Fraser aponta ao menos quatro vantagens do modelo de status em comparação ao modelo de identidade. Uma primeira vantagem é a de que o modelo de status permite estabelecer as condições de justificação das reivindicações por reconhecimento como moralmente vinculantes em meio ao pluralismo moderno de valores. Qualquer enfoque que busque justificar reivindicações baseando-se em concepção particular de via boa não tem o poder de ser normativamente vinculante. A noção de vida boa deve ser definida pelos próprios indivíduos, no sentido de conferir igual liberdade para todos. Assim, embora os diversos grupos possam divergir em relação à noção de vida boa, as reivindicações do reconhecimento poderão ser aceitas por todos, como base comum de uma sociedade plural e democrática (FRASER, 2003). O que se garante são as condições para a paridade de participação com todos os outros na interação social.

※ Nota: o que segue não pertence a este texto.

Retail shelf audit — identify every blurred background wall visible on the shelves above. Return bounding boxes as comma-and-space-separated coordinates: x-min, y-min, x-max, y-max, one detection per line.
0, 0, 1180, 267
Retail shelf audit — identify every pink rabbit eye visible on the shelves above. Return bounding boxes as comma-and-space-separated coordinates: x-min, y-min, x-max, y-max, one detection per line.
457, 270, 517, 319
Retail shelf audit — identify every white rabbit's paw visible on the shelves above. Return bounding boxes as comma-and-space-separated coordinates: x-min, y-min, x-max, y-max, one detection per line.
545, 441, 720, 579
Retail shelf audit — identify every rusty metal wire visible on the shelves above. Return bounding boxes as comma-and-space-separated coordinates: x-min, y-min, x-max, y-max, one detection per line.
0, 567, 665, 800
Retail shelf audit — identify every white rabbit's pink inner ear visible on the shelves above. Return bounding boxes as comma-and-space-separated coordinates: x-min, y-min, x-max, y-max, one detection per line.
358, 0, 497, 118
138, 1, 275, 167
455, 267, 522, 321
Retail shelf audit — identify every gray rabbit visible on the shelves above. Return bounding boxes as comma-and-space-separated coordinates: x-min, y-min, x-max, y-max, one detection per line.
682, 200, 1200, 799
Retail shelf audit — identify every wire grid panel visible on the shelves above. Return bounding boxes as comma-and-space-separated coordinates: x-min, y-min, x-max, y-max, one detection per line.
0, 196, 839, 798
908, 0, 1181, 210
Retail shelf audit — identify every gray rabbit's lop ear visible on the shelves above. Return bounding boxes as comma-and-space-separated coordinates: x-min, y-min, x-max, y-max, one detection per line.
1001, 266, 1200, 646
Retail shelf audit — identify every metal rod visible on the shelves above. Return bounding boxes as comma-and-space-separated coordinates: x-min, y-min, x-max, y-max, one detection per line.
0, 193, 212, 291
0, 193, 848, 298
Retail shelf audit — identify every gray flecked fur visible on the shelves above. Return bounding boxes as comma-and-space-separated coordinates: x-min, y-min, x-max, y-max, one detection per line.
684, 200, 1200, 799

Uma segunda vantagem no que diz respeito ao reconhecimento como uma questão de status, segundo a autora, está no afastamento do psiquismo individualista que pode determinar

o reconhecimento como identidade. Esse tipo de enfoque pode levar à vitimização dos grupos oprimidos, levando adiante algum questionamento sobre um suposto déficit psíquico para justificar os danos psíquicos. Isso pode contribuir para o reforço do estigma do grupo que já sofre com a depreciação moral. O modelo de status, ao contrário, trata o reconhecimento como algo externo às relações dos grupos. Uma vez que o modelo de status se afasta do psiquismo individualista e se apoia na posição relativa do sujeito perante os seus parceiros sociais, há um ganho de normatividade (FRASER, 2003). Isso significa que uma sociedade onde as normas institucionalizadas não garantam a paridade de participação é moralmente indefensável.

Fraser ainda aponta uma terceira vantagem do seu modelo de reconhecimento quando comparado ao da identidade. Para ela, o modelo de reconhecimento baseado na identidade pressupõe que todos têm igual direito à estima social. No entanto, é preciso fazer uma distinção entre respeito e estima social. Respeito se deve universalmente a todas as pessoas em razão da qualidade humana comum; enquanto que estima se refere aos traços específicos de cada pessoa. Para Fraser (2003), o direito à estima social não é absoluto. Ao contrário, a justiça exige que todos tenham o mesmo direito de alcançar a estima social em justas condições e em igualdade de oportunidades.

Finalmente, como última vantagem, o modelo de status, por tratar o reconhecimento como uma questão de justiça, facilita conciliá-lo com a redistribuição. Assim, reconhecimento e redistribuição são tratados em um único paradigma normativo. Ao tratar o reconhecimento como uma questão ética, o modelo de identidade torna inconciliável o reconhecimento com a redistribuição.